Life has taught me only one word and that is “struggle”. We have come here in this world to struggle which begins from the day we are born, when we try to grasp in oxygen and let out a sharp cry to start breathing and it lasts till the day when we fight to take in oxygen to continue to breathe, lying on one of those white beds surrounded by green curtains. We struggle to smile, we struggle to be with our loved ones and we struggle to fulfill all our responsibilities which we agree to bear on our shoulders during our lifetime either willingly or unwillingly. We struggle hard because we are never content and contentment is difficult to achieve. Contentment is like a full-stop to our desires. When we find ourselves content, we just want to move with the flow of life. Lucky are the ones who are content while counting their last breath.
When we are alone our mind tends to become philosophical. Well, I was feeling good wondering how and what all I have done in my life till date that too sitting on a stony bench at the Durgapur Railway Station in the evening waiting for the Express. The railway electronic display board which hung over Platform No. 1, showed the time 22:10 and the announcement…
Train no. 800002, the EXPRESS, from Howrah to Patna, has been delayed by 4 hours from its scheduled time. We regret the inconvenience caused”… was really making me angry.

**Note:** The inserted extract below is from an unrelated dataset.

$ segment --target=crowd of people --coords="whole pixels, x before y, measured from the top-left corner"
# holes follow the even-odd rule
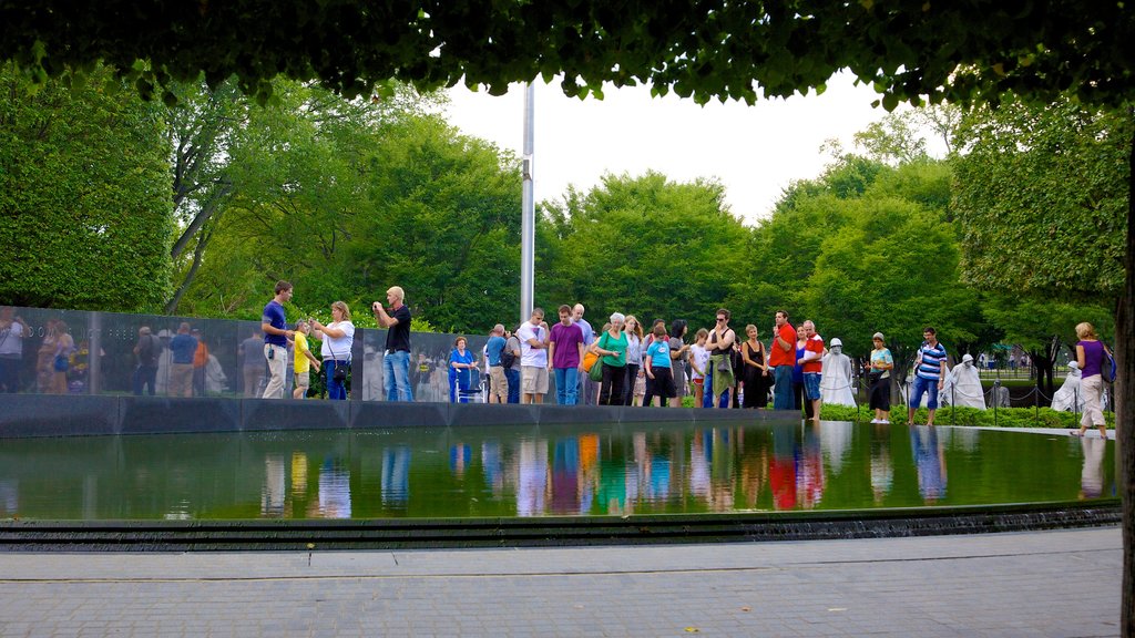
[[[275,296],[264,305],[260,329],[239,344],[244,396],[283,398],[291,394],[303,398],[310,394],[314,371],[329,398],[345,400],[355,335],[351,310],[336,301],[329,324],[311,317],[289,324],[285,304],[293,292],[291,283],[277,283]],[[382,395],[387,401],[411,402],[411,312],[404,291],[392,286],[386,304],[375,302],[371,311],[379,327],[387,330],[380,352]],[[646,327],[633,314],[615,312],[596,330],[585,316],[583,304],[564,304],[557,309],[557,321],[549,326],[544,310],[536,308],[514,329],[497,324],[480,358],[469,349],[465,337],[457,337],[445,362],[449,401],[474,400],[484,392],[489,403],[538,404],[547,400],[561,405],[676,408],[689,396],[693,405],[703,408],[764,409],[771,403],[776,410],[800,410],[815,422],[825,402],[856,404],[852,376],[858,366],[842,354],[840,339],[825,343],[814,321],[796,327],[783,310],[774,316],[767,345],[753,324],[745,326],[743,336],[730,327],[732,316],[726,309],[718,309],[714,325],[698,328],[692,338],[683,319],[669,324],[655,319]],[[14,309],[0,308],[0,391],[19,392],[22,342],[32,331]],[[85,367],[86,342],[76,343],[62,319],[50,319],[41,331],[35,389],[67,393],[69,379],[74,383],[79,372],[76,368]],[[210,366],[217,369],[213,376],[224,377],[220,366],[200,329],[182,322],[170,333],[163,329],[154,335],[146,326],[138,329],[133,347],[134,393],[204,395]],[[1104,383],[1110,380],[1104,375],[1113,364],[1111,354],[1091,324],[1076,326],[1076,334],[1081,341],[1070,369],[1077,373],[1077,395],[1083,404],[1078,434],[1088,428],[1105,431],[1101,398]],[[934,328],[926,327],[923,337],[914,358],[906,421],[914,423],[925,397],[926,423],[934,425],[943,388],[952,396],[951,404],[965,404],[959,396],[973,395],[974,401],[981,401],[981,379],[968,354],[952,372],[948,369],[948,353]],[[312,353],[309,338],[320,341],[320,356]],[[882,333],[875,333],[872,341],[873,349],[861,364],[869,387],[868,408],[874,411],[873,422],[888,423],[896,361]],[[162,368],[165,373],[159,375]],[[289,371],[292,379],[287,379]],[[484,387],[481,376],[487,378]],[[555,392],[548,397],[553,384]]]
[[[807,419],[818,422],[825,396],[855,404],[852,363],[842,354],[840,339],[826,347],[815,322],[806,320],[796,328],[787,311],[775,314],[771,346],[765,346],[751,324],[745,327],[742,339],[730,327],[732,316],[726,309],[718,309],[714,326],[699,328],[691,342],[687,342],[689,324],[682,319],[669,325],[655,319],[644,329],[633,314],[615,312],[595,330],[585,314],[582,304],[564,304],[552,326],[540,308],[515,329],[498,324],[480,362],[463,345],[455,347],[449,360],[457,377],[453,400],[461,400],[462,375],[482,362],[491,403],[543,403],[554,384],[554,402],[561,405],[676,408],[690,395],[697,406],[764,409],[771,396],[774,409],[802,409]],[[934,334],[927,328],[927,343],[919,350],[917,376],[923,380],[916,388],[930,394],[931,423],[945,356]],[[464,342],[457,338],[459,344]],[[889,422],[894,360],[882,334],[875,335],[874,343],[867,363],[871,408],[875,422]],[[831,372],[823,380],[825,369]]]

Waiting for bus or train is really a tough job especially when you are alone. You start dozing off wherein the vehicle of sleep picks up acceleration with a sudden brake and you get up with a startle to realize the quintessence of the uncomforting situation which prevails around. I was going through the same phenomenon when I heard a loud bizarre commotion at some feet distance from me. Trying not to belittle it, I got up with my official bag hanging from one of my shoulders and walked to the place to find a large round gathering with something amiss in the centre, people talking amongst themselves and my trials to see what they were surrounding was repeatedly being a failure.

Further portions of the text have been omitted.